BERTopic Can we have NounPhrases\ KeyPhrases as ngrams (maybe using KeyBert) instead of CountVectorizer ngrams?

Hi Maarten,

This is similar to #139 but slightly different, can we have more meaningful ngrams as top_n_words in topics, so instead of using CountVectorizer can we not use KeyBert to generate NounPhrases/ keyPhrases and use them as ngrams to represent the topics?

Thank you in advance.

--hubgitadi

Jul 25 '22 06:07 hubgitadi

The main difficulty here is that KeyBERT uses quite a different procedure from BERTopic and merging them would require some significant changes to both procedures.

Using KeyBERT directly, in place of c-TF-IDF, will likely result in overestimating representations since it then imitates, to a certain extent, centroid-based extraction whilst we are using a density-based clustering technique.

One thing that is in line with how both BERTopic and KeyBERT work is that you can use KeyBERT to generate candidate words/phrases for each document. Then, we could use c-TF-IDF to calculate the topic representations. This prevents centroid-based techniques at a topic level but does use it on a document level, which might be a bit more ideal.

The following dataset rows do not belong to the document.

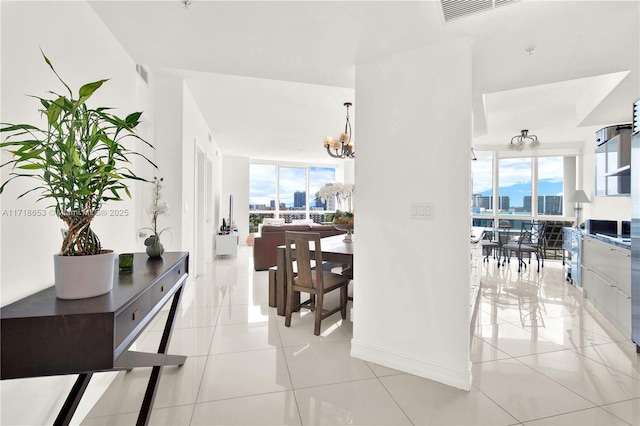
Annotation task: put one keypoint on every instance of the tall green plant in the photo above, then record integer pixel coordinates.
(79, 160)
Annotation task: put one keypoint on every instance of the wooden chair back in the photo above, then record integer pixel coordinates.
(299, 246)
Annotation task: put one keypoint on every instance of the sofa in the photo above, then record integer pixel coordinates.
(270, 237)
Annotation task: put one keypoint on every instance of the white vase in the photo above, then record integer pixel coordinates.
(80, 277)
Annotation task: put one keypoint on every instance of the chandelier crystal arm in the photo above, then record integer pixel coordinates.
(343, 147)
(518, 141)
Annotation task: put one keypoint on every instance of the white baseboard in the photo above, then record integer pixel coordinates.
(460, 379)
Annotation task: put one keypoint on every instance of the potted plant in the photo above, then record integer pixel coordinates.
(78, 161)
(343, 193)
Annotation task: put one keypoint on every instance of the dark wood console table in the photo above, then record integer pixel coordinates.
(45, 336)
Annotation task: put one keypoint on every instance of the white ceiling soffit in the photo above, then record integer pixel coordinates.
(548, 109)
(456, 9)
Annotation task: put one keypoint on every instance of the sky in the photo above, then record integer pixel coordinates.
(262, 182)
(515, 177)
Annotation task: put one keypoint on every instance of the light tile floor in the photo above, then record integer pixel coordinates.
(542, 355)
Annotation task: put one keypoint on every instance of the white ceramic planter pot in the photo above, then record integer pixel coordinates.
(79, 277)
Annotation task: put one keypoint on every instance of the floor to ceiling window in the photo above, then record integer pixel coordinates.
(514, 186)
(526, 188)
(482, 197)
(288, 192)
(550, 186)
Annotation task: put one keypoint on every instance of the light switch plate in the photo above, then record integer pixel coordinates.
(421, 211)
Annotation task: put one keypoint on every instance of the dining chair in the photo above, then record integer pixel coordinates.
(316, 282)
(489, 246)
(531, 241)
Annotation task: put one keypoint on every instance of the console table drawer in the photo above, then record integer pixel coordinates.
(135, 317)
(132, 317)
(166, 283)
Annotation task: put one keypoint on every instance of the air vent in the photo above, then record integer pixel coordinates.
(142, 72)
(456, 9)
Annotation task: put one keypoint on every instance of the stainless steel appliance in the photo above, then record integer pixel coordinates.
(635, 227)
(606, 227)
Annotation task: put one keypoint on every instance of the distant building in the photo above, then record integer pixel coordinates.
(550, 204)
(299, 199)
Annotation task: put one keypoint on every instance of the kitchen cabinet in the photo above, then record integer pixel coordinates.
(606, 277)
(613, 162)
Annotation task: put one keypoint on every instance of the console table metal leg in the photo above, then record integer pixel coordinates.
(150, 394)
(73, 399)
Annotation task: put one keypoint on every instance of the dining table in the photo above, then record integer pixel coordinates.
(335, 250)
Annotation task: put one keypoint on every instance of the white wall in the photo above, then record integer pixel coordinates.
(26, 27)
(411, 294)
(196, 139)
(82, 49)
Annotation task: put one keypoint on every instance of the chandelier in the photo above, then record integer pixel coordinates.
(343, 146)
(518, 141)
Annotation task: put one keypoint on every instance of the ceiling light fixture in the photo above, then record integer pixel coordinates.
(518, 141)
(343, 146)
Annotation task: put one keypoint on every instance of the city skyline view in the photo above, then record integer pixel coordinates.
(515, 178)
(262, 183)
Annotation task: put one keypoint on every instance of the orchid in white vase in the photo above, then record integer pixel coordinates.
(156, 208)
(342, 191)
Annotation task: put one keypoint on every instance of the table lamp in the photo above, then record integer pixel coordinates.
(578, 197)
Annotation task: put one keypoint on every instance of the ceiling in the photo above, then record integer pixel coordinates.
(271, 77)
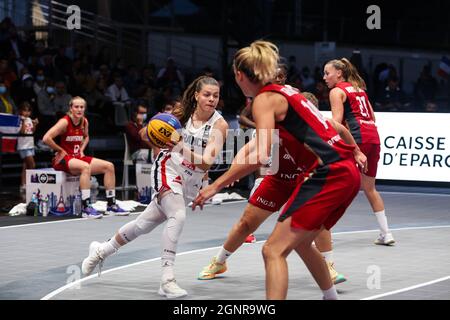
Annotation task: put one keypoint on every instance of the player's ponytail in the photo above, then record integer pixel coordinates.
(188, 102)
(259, 61)
(69, 113)
(349, 73)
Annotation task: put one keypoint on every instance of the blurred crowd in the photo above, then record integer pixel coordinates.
(47, 76)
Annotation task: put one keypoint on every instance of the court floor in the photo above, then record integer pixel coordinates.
(42, 261)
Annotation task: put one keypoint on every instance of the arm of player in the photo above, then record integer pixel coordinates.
(360, 157)
(250, 159)
(212, 149)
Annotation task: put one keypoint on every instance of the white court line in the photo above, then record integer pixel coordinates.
(407, 289)
(109, 216)
(78, 282)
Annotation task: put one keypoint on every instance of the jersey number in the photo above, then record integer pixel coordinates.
(363, 107)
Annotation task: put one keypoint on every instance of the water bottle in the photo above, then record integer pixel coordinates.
(77, 206)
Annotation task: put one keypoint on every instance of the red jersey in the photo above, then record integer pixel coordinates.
(358, 116)
(72, 139)
(312, 131)
(294, 161)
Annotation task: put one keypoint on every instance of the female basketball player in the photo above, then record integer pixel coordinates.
(351, 106)
(176, 180)
(73, 133)
(334, 179)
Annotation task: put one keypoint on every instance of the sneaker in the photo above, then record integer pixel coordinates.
(115, 210)
(385, 240)
(171, 290)
(250, 239)
(95, 258)
(91, 213)
(210, 271)
(336, 277)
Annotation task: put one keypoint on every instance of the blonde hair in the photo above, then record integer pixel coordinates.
(188, 102)
(311, 97)
(349, 73)
(259, 61)
(69, 113)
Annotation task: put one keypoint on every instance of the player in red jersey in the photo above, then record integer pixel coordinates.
(334, 180)
(350, 105)
(73, 133)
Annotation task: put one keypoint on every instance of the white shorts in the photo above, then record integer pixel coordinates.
(182, 178)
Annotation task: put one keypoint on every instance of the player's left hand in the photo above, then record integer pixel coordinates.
(203, 195)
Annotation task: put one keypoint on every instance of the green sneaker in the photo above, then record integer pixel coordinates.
(210, 271)
(335, 276)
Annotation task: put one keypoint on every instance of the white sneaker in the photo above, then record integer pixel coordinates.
(93, 259)
(171, 290)
(385, 240)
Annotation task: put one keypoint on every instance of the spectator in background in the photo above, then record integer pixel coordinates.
(117, 92)
(293, 74)
(25, 145)
(24, 92)
(41, 82)
(61, 100)
(307, 80)
(139, 149)
(171, 76)
(426, 86)
(8, 76)
(393, 98)
(7, 104)
(431, 106)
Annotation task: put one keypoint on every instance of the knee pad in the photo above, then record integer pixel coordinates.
(175, 224)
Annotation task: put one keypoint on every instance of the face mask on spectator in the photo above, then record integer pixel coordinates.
(50, 90)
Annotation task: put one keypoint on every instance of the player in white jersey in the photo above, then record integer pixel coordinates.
(176, 179)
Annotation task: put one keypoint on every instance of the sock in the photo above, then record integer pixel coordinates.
(223, 255)
(111, 197)
(167, 271)
(330, 294)
(109, 247)
(86, 197)
(328, 256)
(382, 221)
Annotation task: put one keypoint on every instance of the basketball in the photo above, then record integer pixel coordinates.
(162, 128)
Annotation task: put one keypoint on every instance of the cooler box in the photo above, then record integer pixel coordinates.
(60, 188)
(143, 182)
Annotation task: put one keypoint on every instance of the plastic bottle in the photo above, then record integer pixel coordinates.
(45, 207)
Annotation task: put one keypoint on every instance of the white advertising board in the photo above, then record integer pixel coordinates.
(414, 146)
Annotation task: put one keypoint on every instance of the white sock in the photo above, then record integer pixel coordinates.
(85, 194)
(328, 256)
(330, 294)
(167, 271)
(256, 185)
(223, 255)
(382, 221)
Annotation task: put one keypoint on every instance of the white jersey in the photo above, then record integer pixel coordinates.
(171, 171)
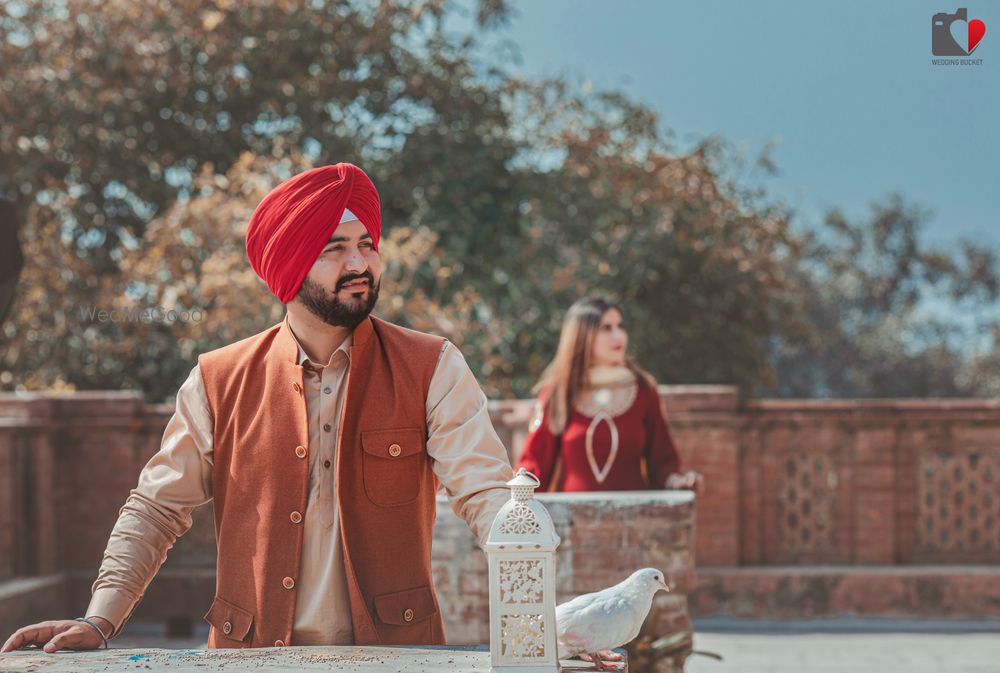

In other words, you would have to perform the following:

Use KeyBERT to extract the keywords for each document
Convert all keywords to a single, flat list of candidate words that can be used in BERTopic
- This list will serve as the vocabulary of the CountVectorizer
Pass that list to a custom CountVectorizer: CountVectorizer(vocabulary=my_vocab)

I have not tested it out but it would be something like this:

# Extract candidates
keywords = kw_model.extract_keywords(doc)
flat_keywords = [k[0] for keyword in keywords for k in keyword]
flat_keywords = list(set(flat_keywords))

# Pass to BERTopic
vectorizer_model= CountVectorizer(vocabulary=flat_keywords)
topic_model = BERTopic(vectorizer_model=vectorizer_model)

Jul 25 '22 09:07 MaartenGr

Lovely, this would be an amazing thing to try.... let me try this and get back to you. Thank you for your prompt response.

Jul 25 '22 09:07 hubgitadi

Thank you Maarten, this is working. I am still analyzing the results, will keep you posted on this.

Aug 12 '22 07:08 hubgitadi